Prospects of reforms over the next five years limit losses even as 'new economy' shares rally on link hopes
Share prices dipped on Tuesday after financial firms weakened and failed to drive gains in the broad market, but losses were limited on prospects of economic and financial reforms.
The CSI300 index of the largest listed companies in Shanghai and Shenzhen fell 0.2 percent, to 3,833.24 points at the close, while the Shanghai Composite Index lost 0.1 percent, to 3,640.49 points.
China will deliver a slew of economic and financial reforms over the next five years and strengthen supervision of its financial system to prevent "systemic risk", central bank governor Zhou Xiaochuan said.

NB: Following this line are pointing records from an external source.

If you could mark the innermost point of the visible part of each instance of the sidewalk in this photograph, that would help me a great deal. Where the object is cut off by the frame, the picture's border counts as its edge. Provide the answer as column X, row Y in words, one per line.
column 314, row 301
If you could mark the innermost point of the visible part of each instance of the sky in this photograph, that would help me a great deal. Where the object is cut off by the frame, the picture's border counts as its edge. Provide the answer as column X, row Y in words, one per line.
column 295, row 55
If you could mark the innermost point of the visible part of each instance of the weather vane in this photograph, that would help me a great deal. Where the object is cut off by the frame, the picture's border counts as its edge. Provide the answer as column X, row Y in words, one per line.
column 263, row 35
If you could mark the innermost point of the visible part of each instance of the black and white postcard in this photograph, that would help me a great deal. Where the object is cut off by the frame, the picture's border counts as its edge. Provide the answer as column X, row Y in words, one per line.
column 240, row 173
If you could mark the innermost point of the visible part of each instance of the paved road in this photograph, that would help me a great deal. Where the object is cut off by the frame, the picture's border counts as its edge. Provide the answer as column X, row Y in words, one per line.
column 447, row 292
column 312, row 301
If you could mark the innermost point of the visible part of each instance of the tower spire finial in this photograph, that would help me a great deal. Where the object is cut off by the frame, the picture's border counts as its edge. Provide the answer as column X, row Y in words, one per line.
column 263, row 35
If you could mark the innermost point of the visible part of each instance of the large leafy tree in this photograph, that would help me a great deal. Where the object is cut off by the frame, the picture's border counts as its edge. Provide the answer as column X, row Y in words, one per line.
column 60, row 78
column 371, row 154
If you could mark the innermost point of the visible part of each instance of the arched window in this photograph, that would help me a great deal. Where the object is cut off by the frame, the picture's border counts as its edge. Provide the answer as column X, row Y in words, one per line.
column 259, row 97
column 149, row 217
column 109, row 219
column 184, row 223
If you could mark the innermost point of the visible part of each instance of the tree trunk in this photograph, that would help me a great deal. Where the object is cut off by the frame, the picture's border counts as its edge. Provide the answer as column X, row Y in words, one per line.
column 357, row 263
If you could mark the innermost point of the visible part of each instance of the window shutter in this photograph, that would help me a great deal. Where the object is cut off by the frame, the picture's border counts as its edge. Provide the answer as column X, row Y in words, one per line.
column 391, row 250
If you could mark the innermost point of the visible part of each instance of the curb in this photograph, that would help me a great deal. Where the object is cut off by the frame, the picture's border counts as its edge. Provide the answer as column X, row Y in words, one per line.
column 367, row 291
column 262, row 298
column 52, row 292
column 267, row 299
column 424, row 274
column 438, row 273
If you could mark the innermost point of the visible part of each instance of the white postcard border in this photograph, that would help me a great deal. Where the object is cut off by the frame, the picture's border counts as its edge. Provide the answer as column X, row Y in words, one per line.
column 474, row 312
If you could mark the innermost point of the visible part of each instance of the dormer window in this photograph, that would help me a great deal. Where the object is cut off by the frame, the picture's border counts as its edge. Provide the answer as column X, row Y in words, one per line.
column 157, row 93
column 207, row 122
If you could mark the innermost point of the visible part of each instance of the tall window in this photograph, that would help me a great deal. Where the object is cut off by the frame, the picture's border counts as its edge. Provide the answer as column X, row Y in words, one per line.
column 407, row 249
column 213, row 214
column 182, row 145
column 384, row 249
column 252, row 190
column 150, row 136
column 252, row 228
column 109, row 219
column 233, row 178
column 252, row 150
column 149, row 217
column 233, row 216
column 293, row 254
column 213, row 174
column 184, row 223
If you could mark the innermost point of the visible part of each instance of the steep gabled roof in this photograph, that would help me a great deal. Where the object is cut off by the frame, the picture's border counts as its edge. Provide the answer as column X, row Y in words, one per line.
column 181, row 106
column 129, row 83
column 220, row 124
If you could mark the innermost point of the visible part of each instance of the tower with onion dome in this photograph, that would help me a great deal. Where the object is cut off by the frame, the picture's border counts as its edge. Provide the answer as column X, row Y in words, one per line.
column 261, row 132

Shenzhen's startup board ChiNext Index rose 1.1 percent to 3,107.59 points. The CSI300 Materials Index outperformed, up 2.4 percent, while the financials index was down 0.2 percent and the banking index eased 0.1 percent.
The Shanghai Composite Index trimmed a loss of as much as 1.1 percent as brokerages and stocks reflecting the "new economy" like technology and healthcare rallied amid optimism over the start of the planned stocks link between Hong Kong and Shenzhen, home to many of China's growth companies and the best-performing stocks.
CITIC Securities Co Ltd, the nation's biggest-listed brokerage, rose 1.4 percent in Shanghai, extending a rally over the past month to 42 percent. GF Securities Co Ltd jumped 3.3 percent for a 20 percent gain this month alone.
ChiNext stocks will be included in the link even as the timing of the start is uncertain, Liu Fuzhong, vice-director of strategy and international relations at the Shenzhen Stock Exchange, said in Shanghai.
The Shenzhen-listed ChiNext Index has gained 87 percent this year, compared with a 13 percent advance for the Shanghai Composite Index. There is a "high conviction" that China will announce the timing of the link within the next two quarters, Citigroup Inc analysts led by Jason Sun wrote in a note.
Meanwhile, Chinese mainland stocks fell the most in a week in Hong Kong as slower-than-forecast inflation increased concern that demand is weakening in the world's second-biggest economy. The Hang Seng Index fell 1.4 percent to 22,401.70 points, while the China Enterprises Index lost 1.8 percent, to 10,314.74 points, dragged down by power producers and banks. China's Consumer Price Index rose 1.3 percent in October, official data on Tuesday showed, compared with the 1.5 percent median estimate in a Bloomberg survey.
"There is a bit of a pullback after the recent rally with the CPI not helping," said Gerry Alfonso, a trader at Shenwan Hongyuan Group Co in Shanghai. "The low CPI figure is an indication that domestic consumption is perhaps a bit weaker than expected and that can create concerns. Banks are under-performing as the rally in recent days was very significant and investors are cashing in."